Replicating Jepsen Results

If you arenʼt aware, Kyle Kingsbury has a great series of posts testing whether databases live up to their claims. Its an invaluable resource as many of the databases he has tested donʼt live up to their stated goals. That being said, some of the posts are getting quite old at this point so its possible that the developers may have fixed the issues that caused them to fail their stated goals. Luckily, Kyleʼs Jepsen project is open source and youʼre free to try and replicate his results.

This does take some setup though. Youʼll need 5 database servers. It’s easiest to use Debian Jessie for this as that is what Kyle uses and therefore all of the tests that heʼs written work against it. You do need to replace SystemD with SysV init before the tests will be able to run. You also need a machine to run Jepsen on. You shouldnʼt try to reuse one of the database servers for this as the tests will cut off access to some servers at certain points in the tests. For the easiest testing process, youʼll want the database servers to be called n1-n5. They need to all be resolvable by all the other database servers and the server running the tests. The server running the tests also needs to be able to ssh to all of the database servers using the same username and password/ssh key and have sudo access. These hosts must also exist in the known hosts file in the non-hashed format before Jepsen is able to execute a test. Iʼm unsure of what the default values that Jepsen uses for username and password but, youʼre easily able to change the values that it uses for each test. Finally, the server running the tests will need the Java JDK 8 and leiningen to run.

That is quite a bit, isnʼt it?

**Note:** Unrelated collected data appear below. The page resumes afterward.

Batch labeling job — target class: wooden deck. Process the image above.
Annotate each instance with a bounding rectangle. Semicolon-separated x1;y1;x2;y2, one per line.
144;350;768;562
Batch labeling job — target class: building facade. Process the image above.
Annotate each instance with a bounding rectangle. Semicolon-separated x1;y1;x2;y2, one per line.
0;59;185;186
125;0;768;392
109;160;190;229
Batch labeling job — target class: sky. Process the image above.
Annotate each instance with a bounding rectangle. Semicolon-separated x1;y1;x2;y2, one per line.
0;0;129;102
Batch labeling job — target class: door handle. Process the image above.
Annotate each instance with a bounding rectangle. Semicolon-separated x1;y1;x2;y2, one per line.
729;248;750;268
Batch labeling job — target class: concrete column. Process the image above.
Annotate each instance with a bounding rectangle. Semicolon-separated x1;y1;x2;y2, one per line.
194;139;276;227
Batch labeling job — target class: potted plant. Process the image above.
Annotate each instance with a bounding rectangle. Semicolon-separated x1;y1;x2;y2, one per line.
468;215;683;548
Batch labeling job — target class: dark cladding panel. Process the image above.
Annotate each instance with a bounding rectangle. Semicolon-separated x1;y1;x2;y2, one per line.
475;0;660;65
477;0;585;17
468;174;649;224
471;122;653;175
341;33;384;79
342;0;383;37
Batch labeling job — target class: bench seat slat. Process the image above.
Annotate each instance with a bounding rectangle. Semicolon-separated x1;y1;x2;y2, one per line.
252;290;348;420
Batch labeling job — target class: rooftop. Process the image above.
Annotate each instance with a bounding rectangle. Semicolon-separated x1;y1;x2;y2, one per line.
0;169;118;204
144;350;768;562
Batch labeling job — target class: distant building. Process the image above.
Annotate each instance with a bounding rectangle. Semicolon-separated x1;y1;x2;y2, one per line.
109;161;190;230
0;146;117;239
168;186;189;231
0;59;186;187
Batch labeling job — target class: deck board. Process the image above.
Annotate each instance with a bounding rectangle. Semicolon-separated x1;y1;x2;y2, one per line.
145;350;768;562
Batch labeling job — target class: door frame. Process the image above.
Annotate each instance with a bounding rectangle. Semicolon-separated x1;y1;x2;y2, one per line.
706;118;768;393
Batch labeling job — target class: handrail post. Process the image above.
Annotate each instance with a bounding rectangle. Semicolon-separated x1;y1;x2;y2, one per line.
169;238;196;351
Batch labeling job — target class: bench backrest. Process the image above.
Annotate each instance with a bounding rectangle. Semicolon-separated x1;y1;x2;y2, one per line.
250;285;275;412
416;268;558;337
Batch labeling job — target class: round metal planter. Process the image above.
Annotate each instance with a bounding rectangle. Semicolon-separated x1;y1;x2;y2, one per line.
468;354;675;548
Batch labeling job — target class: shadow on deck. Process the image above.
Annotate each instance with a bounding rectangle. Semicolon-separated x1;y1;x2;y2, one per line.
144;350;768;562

I thought that it was and given the wonderful tooling we have to replicate these sorts of environments, I thought that, for sure, someone had created a way to spin up a set of servers on AWS to run any of the tests that you would like. I wasnʼt able to locate one which likely just means that my search skills were lacking. Since I couldnʼt locate one, I made one using Terraform. jepsen-lab is relatively simple but, it goes through the process of setting up all of the previously stated requirements. It sets up all of the servers and configures them as required and once that process is complete, it outputs the ip address that youʼre able to ssh into. It does leave a number of steps for you to complete on your own: You need to clone the Jepsen repo and youʼll need to modify the test configuration for the username and password. The former is simply because I donʼt know what revision you may wish to use and the latter is because the step is dependent on which tests you chose to run. For more information on how to use jepsen-lab, see the readme in the repository.

After getting everything setup, it’s just a matter of running lein test from the correct directory and verifying the results. You can also make any modifications you like to see if they change the results of the tests. In future installments, Iʼll discuss the particular tests that Iʼve tried to replicate, modifications that Iʼve made and the results that Iʼve gotten.